Tras la toma de la Bastilla, Luis XVI -de apellido Capeto- se vio obligado a reconocer la legitimidad de la Asamblea Nacional, y hasta aceptó que le retirasen la pomposa denominación de Rey de Francia y Navarra para convertirlo solo en “el Rey de los franceses” y más tarde en el simple ciudadano Capeto.

Cuando le tocó, también aceptó su trágico destino.


Siguiendo las órdenes de la Asamblea, Luis se trasladó a las Tullerías en París para mantenerse al frente de esta nueva monarquía constitucional. Todo parecía que marchaba hacia un sistema de gobierno parecido al británico -aunque los franceses habían optado por una Asamblea unicameral, en lugar de la bicameral inglesa que mantenía los privilegios de los aristócratas- hasta que el 20 de junio de 1791 la familia real intenta escapar a Austria.

Los monarcas fueron reconocidos en una taberna de Varennes y aunque una guardia de leales seguidores se ofreció a defender su huida, el Rey se opuso a todo derramamiento de sangre y fue conducido una vez más a París.

Este intento de evasión creó susceptibilidades entre las fracciones más enardecidas que deseaban proclamar una república como la norteamericana. El hallazgo de una carta que dio cuenta de un intercambio epistolar que el Rey mantenía con Austria y Prusia, con el objetivo de restituir un régimen absolutista, fue tomado como una clara intención de traicionar a la patria y, sobre todo, a sus nuevas instituciones democráticas.

En septiembre de 1791, semanas después de su fallida huida, el Rey pronunció un aclamado discurso reconociendo la nueva constitución que le concedía al monarca el derecho de vetar leyes proclamadas por la nueva Asamblea legislativa.
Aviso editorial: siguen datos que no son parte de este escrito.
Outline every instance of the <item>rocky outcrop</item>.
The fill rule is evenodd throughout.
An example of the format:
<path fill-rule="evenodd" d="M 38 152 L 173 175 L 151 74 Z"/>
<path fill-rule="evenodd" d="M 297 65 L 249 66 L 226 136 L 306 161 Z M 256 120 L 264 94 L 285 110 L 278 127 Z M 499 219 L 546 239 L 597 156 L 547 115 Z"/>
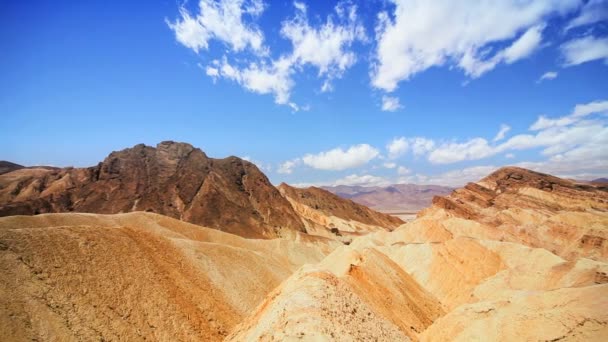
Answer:
<path fill-rule="evenodd" d="M 569 260 L 608 260 L 608 189 L 602 186 L 505 167 L 436 197 L 419 216 L 463 219 L 460 230 L 475 226 L 468 235 L 541 247 Z M 457 227 L 453 232 L 460 234 Z"/>
<path fill-rule="evenodd" d="M 253 238 L 305 229 L 254 164 L 209 158 L 185 143 L 140 144 L 89 168 L 21 169 L 0 176 L 0 216 L 130 211 Z"/>

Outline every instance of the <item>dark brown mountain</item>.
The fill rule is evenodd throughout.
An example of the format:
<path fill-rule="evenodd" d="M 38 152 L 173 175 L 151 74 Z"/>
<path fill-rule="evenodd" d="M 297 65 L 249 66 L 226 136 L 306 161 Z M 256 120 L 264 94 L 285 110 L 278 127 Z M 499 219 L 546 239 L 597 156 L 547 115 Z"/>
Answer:
<path fill-rule="evenodd" d="M 426 208 L 431 205 L 434 196 L 447 195 L 454 190 L 439 185 L 416 184 L 395 184 L 386 187 L 338 185 L 323 189 L 375 210 L 403 211 Z"/>
<path fill-rule="evenodd" d="M 23 166 L 23 165 L 11 163 L 6 160 L 0 160 L 0 175 L 11 172 L 11 171 L 23 169 L 24 167 L 25 166 Z"/>
<path fill-rule="evenodd" d="M 112 152 L 89 168 L 0 175 L 0 216 L 150 211 L 244 237 L 305 231 L 290 203 L 252 163 L 209 158 L 165 141 Z"/>

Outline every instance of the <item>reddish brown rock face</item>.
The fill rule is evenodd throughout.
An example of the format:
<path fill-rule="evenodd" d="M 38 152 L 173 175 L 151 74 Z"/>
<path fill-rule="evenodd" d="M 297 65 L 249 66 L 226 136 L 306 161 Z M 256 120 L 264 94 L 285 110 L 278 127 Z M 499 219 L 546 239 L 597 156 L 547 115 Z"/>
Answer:
<path fill-rule="evenodd" d="M 291 205 L 252 163 L 209 158 L 189 144 L 143 144 L 89 168 L 0 176 L 0 216 L 149 211 L 253 238 L 304 231 Z"/>

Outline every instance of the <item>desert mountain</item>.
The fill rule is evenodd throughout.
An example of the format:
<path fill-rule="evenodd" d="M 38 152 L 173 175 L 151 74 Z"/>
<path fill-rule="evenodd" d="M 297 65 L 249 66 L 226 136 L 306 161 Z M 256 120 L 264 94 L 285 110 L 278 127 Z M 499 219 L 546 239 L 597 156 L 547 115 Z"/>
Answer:
<path fill-rule="evenodd" d="M 0 175 L 11 172 L 11 171 L 23 169 L 24 167 L 25 166 L 23 166 L 23 165 L 11 163 L 6 160 L 0 160 Z"/>
<path fill-rule="evenodd" d="M 606 198 L 498 170 L 300 268 L 229 340 L 605 340 Z"/>
<path fill-rule="evenodd" d="M 608 259 L 608 191 L 516 167 L 433 200 L 422 217 L 479 239 L 541 247 L 565 259 Z M 466 220 L 466 225 L 456 224 Z M 464 228 L 466 226 L 466 228 Z"/>
<path fill-rule="evenodd" d="M 375 210 L 418 211 L 431 205 L 433 197 L 452 188 L 439 185 L 394 184 L 391 186 L 326 186 L 323 189 Z"/>
<path fill-rule="evenodd" d="M 325 192 L 281 191 L 323 213 Z M 0 340 L 605 341 L 607 234 L 605 187 L 520 168 L 349 245 L 143 212 L 4 217 Z"/>
<path fill-rule="evenodd" d="M 245 237 L 304 231 L 289 202 L 254 164 L 209 158 L 185 143 L 140 144 L 89 168 L 28 168 L 0 176 L 0 216 L 131 211 Z"/>
<path fill-rule="evenodd" d="M 320 236 L 340 236 L 350 241 L 367 233 L 394 229 L 404 222 L 371 210 L 317 187 L 306 189 L 279 185 L 279 191 L 304 219 L 306 231 Z"/>

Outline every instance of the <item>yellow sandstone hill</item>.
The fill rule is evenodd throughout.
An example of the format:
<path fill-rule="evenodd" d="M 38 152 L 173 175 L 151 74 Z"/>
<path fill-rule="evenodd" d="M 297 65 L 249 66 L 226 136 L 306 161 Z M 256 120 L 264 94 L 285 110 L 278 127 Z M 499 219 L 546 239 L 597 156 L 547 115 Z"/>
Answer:
<path fill-rule="evenodd" d="M 230 339 L 605 341 L 606 198 L 501 169 L 303 267 Z"/>
<path fill-rule="evenodd" d="M 0 341 L 221 340 L 336 243 L 143 212 L 0 218 Z"/>
<path fill-rule="evenodd" d="M 606 341 L 607 233 L 605 187 L 520 168 L 349 245 L 5 217 L 0 340 Z"/>

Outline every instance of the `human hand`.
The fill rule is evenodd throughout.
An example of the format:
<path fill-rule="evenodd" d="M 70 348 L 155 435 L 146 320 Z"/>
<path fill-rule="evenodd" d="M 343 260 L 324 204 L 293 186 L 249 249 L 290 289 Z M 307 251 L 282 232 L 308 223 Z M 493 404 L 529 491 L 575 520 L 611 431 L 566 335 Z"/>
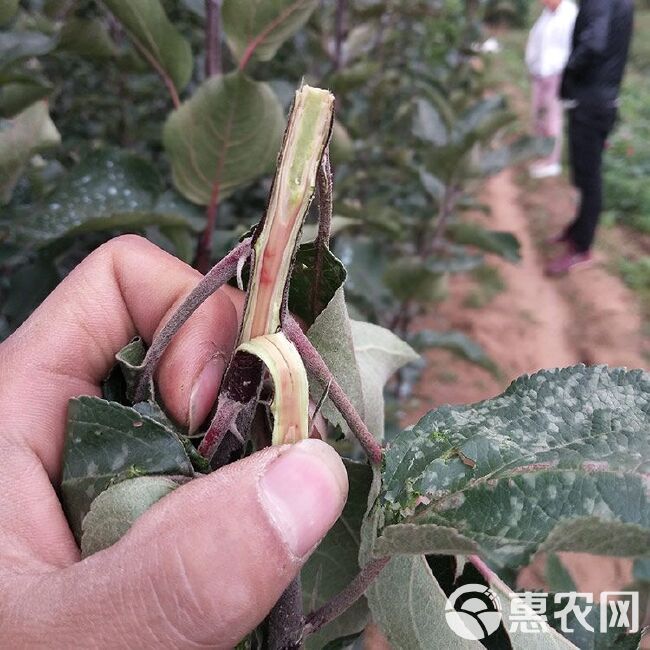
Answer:
<path fill-rule="evenodd" d="M 79 560 L 55 488 L 68 399 L 100 395 L 114 354 L 150 342 L 200 275 L 139 237 L 82 262 L 0 345 L 0 646 L 233 647 L 338 518 L 347 476 L 325 443 L 275 447 L 179 487 Z M 172 416 L 208 414 L 241 295 L 224 288 L 157 373 Z"/>

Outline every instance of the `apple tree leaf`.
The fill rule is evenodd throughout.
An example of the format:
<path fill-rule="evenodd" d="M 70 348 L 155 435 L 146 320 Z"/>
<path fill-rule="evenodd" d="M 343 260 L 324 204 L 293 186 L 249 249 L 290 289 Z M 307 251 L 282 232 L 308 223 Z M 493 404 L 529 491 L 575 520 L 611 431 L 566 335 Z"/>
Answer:
<path fill-rule="evenodd" d="M 81 522 L 81 557 L 115 544 L 141 514 L 177 487 L 164 476 L 139 476 L 101 492 Z"/>
<path fill-rule="evenodd" d="M 124 25 L 138 49 L 154 67 L 162 68 L 177 90 L 192 77 L 194 61 L 189 42 L 172 25 L 159 0 L 104 0 Z"/>
<path fill-rule="evenodd" d="M 385 454 L 375 552 L 647 555 L 649 409 L 648 373 L 575 366 L 431 411 Z"/>
<path fill-rule="evenodd" d="M 194 475 L 178 435 L 116 402 L 99 397 L 70 400 L 61 501 L 77 539 L 100 492 L 116 480 L 152 474 Z"/>
<path fill-rule="evenodd" d="M 239 61 L 272 59 L 279 47 L 309 20 L 318 0 L 225 0 L 223 29 Z"/>
<path fill-rule="evenodd" d="M 208 79 L 165 123 L 176 188 L 199 205 L 223 199 L 271 169 L 283 128 L 268 84 L 240 72 Z"/>
<path fill-rule="evenodd" d="M 32 104 L 10 119 L 0 119 L 0 205 L 11 199 L 29 159 L 60 142 L 45 101 Z"/>

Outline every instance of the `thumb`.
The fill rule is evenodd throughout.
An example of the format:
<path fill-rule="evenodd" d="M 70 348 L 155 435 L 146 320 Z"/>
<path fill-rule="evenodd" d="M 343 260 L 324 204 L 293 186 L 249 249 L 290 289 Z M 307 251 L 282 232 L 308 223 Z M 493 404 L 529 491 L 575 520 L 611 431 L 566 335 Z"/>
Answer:
<path fill-rule="evenodd" d="M 41 581 L 48 647 L 234 647 L 334 524 L 347 490 L 343 463 L 319 440 L 191 481 L 117 544 L 48 578 L 46 598 Z"/>

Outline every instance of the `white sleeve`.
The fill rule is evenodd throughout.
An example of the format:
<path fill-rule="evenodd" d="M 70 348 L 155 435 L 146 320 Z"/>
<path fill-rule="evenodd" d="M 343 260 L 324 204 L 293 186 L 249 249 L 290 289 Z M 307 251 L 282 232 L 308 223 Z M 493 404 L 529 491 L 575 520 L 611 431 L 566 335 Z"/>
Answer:
<path fill-rule="evenodd" d="M 573 39 L 573 28 L 576 23 L 576 16 L 578 15 L 578 8 L 571 2 L 571 0 L 563 0 L 567 5 L 564 20 L 562 21 L 562 29 L 558 34 L 559 41 L 562 44 L 563 61 L 562 67 L 566 65 L 571 54 L 571 41 Z"/>
<path fill-rule="evenodd" d="M 532 26 L 530 32 L 528 33 L 528 40 L 526 41 L 526 56 L 525 56 L 525 61 L 526 61 L 526 67 L 528 68 L 528 72 L 532 72 L 531 66 L 533 65 L 533 62 L 535 58 L 537 57 L 537 49 L 538 49 L 538 35 L 537 32 L 539 31 L 538 29 L 537 22 Z"/>

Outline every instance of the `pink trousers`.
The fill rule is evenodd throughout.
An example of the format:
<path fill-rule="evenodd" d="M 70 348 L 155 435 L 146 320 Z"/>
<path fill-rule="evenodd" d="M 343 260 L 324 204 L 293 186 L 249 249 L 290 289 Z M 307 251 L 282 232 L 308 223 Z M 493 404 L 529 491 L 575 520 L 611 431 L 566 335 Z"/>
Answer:
<path fill-rule="evenodd" d="M 535 135 L 555 138 L 548 163 L 559 163 L 562 158 L 562 102 L 560 100 L 561 74 L 532 78 L 533 131 Z"/>

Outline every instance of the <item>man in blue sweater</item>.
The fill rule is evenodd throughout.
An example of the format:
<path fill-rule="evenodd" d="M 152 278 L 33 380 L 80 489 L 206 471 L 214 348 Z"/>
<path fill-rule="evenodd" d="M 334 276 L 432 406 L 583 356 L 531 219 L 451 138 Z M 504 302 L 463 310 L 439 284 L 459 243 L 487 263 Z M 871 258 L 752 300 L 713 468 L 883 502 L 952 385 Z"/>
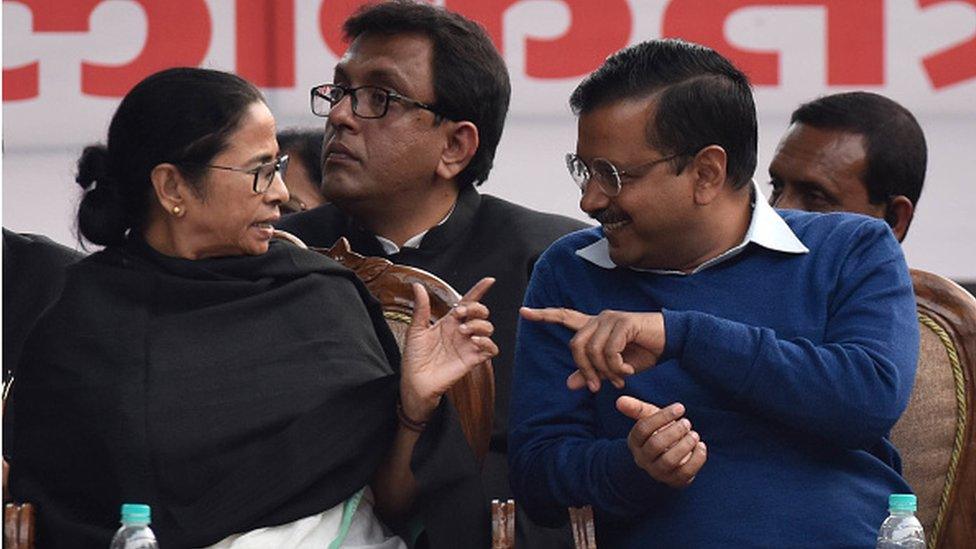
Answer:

Haciendo uso de esta prerrogativa vetó la ley que condenaba a muerte a los nobles emigrados y la norma que exigía al clero prestar juramento de lealtad ante la Asamblea.

Obviamente estos vetos no le fueron simpáticos a los grupos más radicales, que atacaron las Tullerías cuando Austria y Prusia invadieron Francia con la intención de reinstaurar una monarquía absolutista. Ante esta agresión, la Asamblea suspendió las funciones del monarca y proclamó la República.

En el seno de la sociedad se estableció un intenso debate sobre el futuro del Rey. Por un lado, Robespierre, al frente de los jacobinos, sostenía que el Rey debía morir, mientras los más moderados o girondinos, con Danton a la cabeza, proponían un juicio y sostenían que los delitos debían imputarse.

Cabe destacar que Robespierre había adquirido cierto prestigio como abogado por su posición contraria a la pena de muerte. Mientras tanto el Rey y su familia fueron alojados en la tenebrosa prisión de Temple. Un año más tarde el ciudadano Capeto fue juzgado por atentar contra los legítimos órganos de gobierno, haber usado al ejército contra el pueblo, intentar corromper a miembros de la Asamblea y apoyar la intervención armada al país, además de desviar fondos del gobierno francés con destinos dudosos.

El Rey rechazó los cargos -presentados por el fiscal Fouquetenville con la forma “Luis, la nación francesa os acusa”- y negó la legitimidad de algunos documentos presentados como prueba de su venalidad.

Pero bien sabía el ciudadano Capeto que su condena ya estaba escrita. “No espero convencer a los diputados ni tampoco conmoverlos” dijo, y destacó que todo su accionar se basaba en su profundo amor a la patria.

Robespierre se encargó de rebatir los argumentos presentados por la defensa y el 15 de enero los 691 miembros de la Asamblea votaron la culpabilidad del ex monarca. Solo 13 se abstuvieron y ninguno votó en favor del ciudadano Capeto.

Su culpabilidad fue votada a viva voz: 387 fueron a favor de aplicar la pena capital, 28 propusieron indultar al Rey y 334 votaron en contra de la ejecución. La suerte estaba echada y así se lo hicieron saber a Luis XVI en la prisión de Temple. Éste no mostró sorpresa ni contrariedad, estaba dispuesto a aceptar con dignidad su terrible destino.